Trumbo, whose life was made into a 2015 biopic starring Bryan Cranston, was one of the Hollywood 10- a group of producers, directors, and screenwriters who were jailed for refusing to cooperate with the House Un-American Activities Committee in 1947.
Upon his release, he continued to write either through a pseudonym or by having other writers act as a front for him.
Douglas decided to defy the blacklist for Spartacus. In his 2012 memoir I Am Spartacus!: Making A Film, Breaking The Blacklist, Douglas explained that originally producer Edward Lewis was used as a front for Trumbo.
But, Douglas said, he and Lewis felt so strongly about the injustice of the list that they decided to go into open revolt.
In the book, he says he told Trumbo that once the film was finished, “not only am I going to tell them that you’ve written it, but we’re putting your name on it”.
In August 1960, the studio Universal-International announced that Trumbo would receive a full screen credit
The blacklist was effectively broken. Speaking to the Jewish Chronicle in 2012, Douglas said: “I have been working in Hollywood over 60 years and I’ve made over 85 pictures, but the thing I’m most proud of is breaking the blacklist.”
And in a 1991 interview with the Los Angeles Times, Douglas said his decision to give Trumbo a screen credit was motivated by what he saw as Hollywood’s “hypocrisy”.

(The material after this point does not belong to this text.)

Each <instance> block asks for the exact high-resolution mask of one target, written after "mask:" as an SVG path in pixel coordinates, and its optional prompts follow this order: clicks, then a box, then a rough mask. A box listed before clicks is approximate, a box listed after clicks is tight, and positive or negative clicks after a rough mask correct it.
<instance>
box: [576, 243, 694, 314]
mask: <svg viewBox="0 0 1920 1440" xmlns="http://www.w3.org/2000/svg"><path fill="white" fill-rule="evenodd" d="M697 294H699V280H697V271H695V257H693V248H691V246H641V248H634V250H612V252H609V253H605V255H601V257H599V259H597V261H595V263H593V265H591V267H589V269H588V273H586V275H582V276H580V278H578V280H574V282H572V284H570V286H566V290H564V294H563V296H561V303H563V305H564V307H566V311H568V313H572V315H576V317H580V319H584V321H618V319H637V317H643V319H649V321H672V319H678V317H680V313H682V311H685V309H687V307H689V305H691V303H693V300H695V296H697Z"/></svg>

He said: “What I was fighting against was the hypocrisy in Hollywood, where the heads of the studios were using these blacklisted writers and just looking the other way, not paying them their full salary, making them use different names.”
Despite Douglas’s claims, members of the Trumbo family have criticised him for what they saw as one man taking the credit for the work of many.
Trumbo’s widow, Cleo, wrote a letter to the LA Times in 2002 and said that “no single person can be credited with breaking the blacklist”.
She credited the blacklisted writers themselves with breaking the ban.